Harry Hickson nodded his golden head. "Inform your Machine," he said, "that a physical system exists as follows. It receives radiation and stores it as charges. It is made up of particles in a charged state, of electrons and others, each of which has two stable states. In one state, the spin of the electron is parallel with that of its nucleus. In the other state, its spin is antiparallel. This very electron is a machine for memory."

The box growled. "The Machine is aware of these basic physical facts," sang Sister Delta Four melodiously.

"Add these further facts," said Harry Hickson gravely. "Add a fu-sorian network, older than the galaxy, more powerful than any machine. Add that masses of superenergetic gas display an affinity to this fusorian network. Add that these masses of gas are those systems in which electron spin can function as a storage capacity."

The girl bent to her linkbox, then looked up. "The Machine states that you are describing stars," she intoned.

And Harry Hickson nodded slowly. His glowing, golden arm lifted and made the looping, serpentine sign of the Swan.

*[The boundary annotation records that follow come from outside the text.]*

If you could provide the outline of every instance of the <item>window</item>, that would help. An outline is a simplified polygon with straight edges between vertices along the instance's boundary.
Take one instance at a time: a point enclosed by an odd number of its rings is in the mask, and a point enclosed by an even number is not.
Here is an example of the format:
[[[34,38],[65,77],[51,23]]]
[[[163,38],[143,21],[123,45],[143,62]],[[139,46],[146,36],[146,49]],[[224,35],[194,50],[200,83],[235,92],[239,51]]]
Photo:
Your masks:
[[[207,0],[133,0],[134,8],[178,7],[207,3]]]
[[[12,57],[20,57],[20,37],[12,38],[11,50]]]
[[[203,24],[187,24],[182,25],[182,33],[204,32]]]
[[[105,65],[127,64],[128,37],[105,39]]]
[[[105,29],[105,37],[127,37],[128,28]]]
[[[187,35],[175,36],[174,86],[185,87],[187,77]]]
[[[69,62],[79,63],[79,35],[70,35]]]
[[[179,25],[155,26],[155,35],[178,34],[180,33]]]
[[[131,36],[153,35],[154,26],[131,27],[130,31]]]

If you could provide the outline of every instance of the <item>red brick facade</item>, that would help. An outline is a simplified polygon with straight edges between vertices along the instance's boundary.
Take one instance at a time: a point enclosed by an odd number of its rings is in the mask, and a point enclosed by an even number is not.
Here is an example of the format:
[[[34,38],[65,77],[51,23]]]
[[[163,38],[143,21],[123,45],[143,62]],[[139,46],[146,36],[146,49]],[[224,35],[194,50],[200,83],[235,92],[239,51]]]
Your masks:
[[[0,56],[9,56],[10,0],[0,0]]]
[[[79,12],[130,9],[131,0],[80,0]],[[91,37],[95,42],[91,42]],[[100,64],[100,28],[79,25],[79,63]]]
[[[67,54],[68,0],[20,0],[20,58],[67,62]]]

"The Star that I serve," he said softly.

The box snarled. "These being so," sang Sister Delta Four, "the Machine computes that the gaseous mass of a star, linked with the fusorian network you describe, is easily an available vehicle for intelligence."

She looked up at Hickson.

Hickson nodded once more, and said solemnly, "All matter is now revealed to be an available vehicle for intelligence. The whole mass of the steady-state universe, infinite in both space and time, is now revealed to be a proper vehicle for the mind of God."

The linkbox buzzed angrily and Sister Delta Four chanted, "The Machine requires an answer. What is God?"

Harry Hickson rose slowly. Looking at his glowing, golden face, Gann thought he saw the signs of an ancient stress, a terrible burden, slipping away. Whatever his duty had been, he seemed to have fulfilled it. Monitoring the Machine in the Togethership, carrying out the terrible obligations of his masters, the stars, he seemed to have completed all his tasks.

He turned to Gann, with something in his eyes like sympathy. He said, "You have called me the Starchild, Boysie Gann. I am not."

He took the pyropod from his head, stroked it gently and tossed it free. Squalling and hissing angrily, it darted about on its flaming jet, trying to return to its perch atop his head. But he raised a golden arm and warded it off, and the tiny, ugly creature squalled again, circled him at high velocity, and shot away—out the door, down into the long, wide corridor of the ship.